Well, she’d convinced them. In the end the whole world had been convinced, or at least the people in high places, the decision makers, had been. Foundations, individuals, the treasuries of three great nations (and smaller amounts from dozens of smaller treasuries) had come together to meet the staggering bills for this event. It was paying off, though. The free-flying race in that old lunar lava tube had successfully sparked a trickle of actual lunar tourism. Now this new event already owned the biggest audience in history. And the big boys were already commissioning their prospector vessels, many of them solar-sail-driven themselves, to begin to investigate the raw material wealth of the solar system.

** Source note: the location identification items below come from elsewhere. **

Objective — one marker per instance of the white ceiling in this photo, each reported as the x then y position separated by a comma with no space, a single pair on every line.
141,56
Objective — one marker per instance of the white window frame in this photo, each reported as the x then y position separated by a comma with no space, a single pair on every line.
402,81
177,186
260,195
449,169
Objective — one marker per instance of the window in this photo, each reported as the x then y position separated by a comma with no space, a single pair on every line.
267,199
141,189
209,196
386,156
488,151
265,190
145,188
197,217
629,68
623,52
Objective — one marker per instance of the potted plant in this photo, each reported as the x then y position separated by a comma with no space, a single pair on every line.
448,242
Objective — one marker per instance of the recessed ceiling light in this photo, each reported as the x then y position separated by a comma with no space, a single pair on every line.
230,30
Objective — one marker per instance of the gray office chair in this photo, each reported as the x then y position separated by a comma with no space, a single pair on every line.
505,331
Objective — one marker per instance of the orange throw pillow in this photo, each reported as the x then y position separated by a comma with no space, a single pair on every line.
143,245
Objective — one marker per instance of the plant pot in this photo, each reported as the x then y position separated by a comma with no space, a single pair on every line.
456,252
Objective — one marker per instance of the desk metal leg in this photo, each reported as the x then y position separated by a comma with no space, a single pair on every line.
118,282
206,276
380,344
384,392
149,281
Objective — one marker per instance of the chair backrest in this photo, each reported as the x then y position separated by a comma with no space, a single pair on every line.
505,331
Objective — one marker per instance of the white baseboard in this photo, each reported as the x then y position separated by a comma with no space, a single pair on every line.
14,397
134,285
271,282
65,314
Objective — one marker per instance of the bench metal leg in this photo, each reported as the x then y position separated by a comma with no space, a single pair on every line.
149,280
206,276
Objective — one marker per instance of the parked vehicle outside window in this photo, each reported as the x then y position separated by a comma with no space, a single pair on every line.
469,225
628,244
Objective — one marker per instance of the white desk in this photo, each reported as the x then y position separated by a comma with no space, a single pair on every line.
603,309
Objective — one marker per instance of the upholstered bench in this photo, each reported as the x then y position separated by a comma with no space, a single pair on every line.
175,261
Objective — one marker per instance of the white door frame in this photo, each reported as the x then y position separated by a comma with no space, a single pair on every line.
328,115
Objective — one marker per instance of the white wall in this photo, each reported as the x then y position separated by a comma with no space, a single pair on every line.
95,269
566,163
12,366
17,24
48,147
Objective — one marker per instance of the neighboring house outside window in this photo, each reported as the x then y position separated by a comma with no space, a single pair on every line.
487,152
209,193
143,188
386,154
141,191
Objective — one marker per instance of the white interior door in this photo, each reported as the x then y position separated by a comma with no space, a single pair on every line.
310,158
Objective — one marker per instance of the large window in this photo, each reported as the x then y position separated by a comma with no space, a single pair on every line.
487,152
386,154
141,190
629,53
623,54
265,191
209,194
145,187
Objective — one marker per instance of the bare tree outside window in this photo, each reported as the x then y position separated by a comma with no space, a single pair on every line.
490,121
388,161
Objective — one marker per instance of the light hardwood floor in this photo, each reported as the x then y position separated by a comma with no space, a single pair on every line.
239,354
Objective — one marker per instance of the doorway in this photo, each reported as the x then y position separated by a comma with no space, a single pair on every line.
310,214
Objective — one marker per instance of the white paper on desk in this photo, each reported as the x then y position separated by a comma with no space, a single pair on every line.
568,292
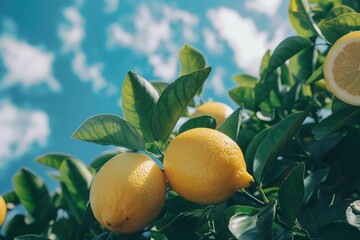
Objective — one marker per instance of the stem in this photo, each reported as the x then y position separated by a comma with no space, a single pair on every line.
251,197
262,193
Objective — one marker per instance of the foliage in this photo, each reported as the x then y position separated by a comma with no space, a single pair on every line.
300,143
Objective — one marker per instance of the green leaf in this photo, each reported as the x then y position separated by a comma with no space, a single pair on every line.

And here was young Natasha de Soyza Subramanian, right in the middle of it all!
Diana had made a good start. Now Natasha had time to take a look at the opposition. For starters she shrugged out of most of her clothing, since there was no one else around to see. Then, moving very cautiously—there were shock absorbers between her control capsule and the delicate rigging of the sail, but Natasha was determined to take no risks at all—she stationed herself at the periscope.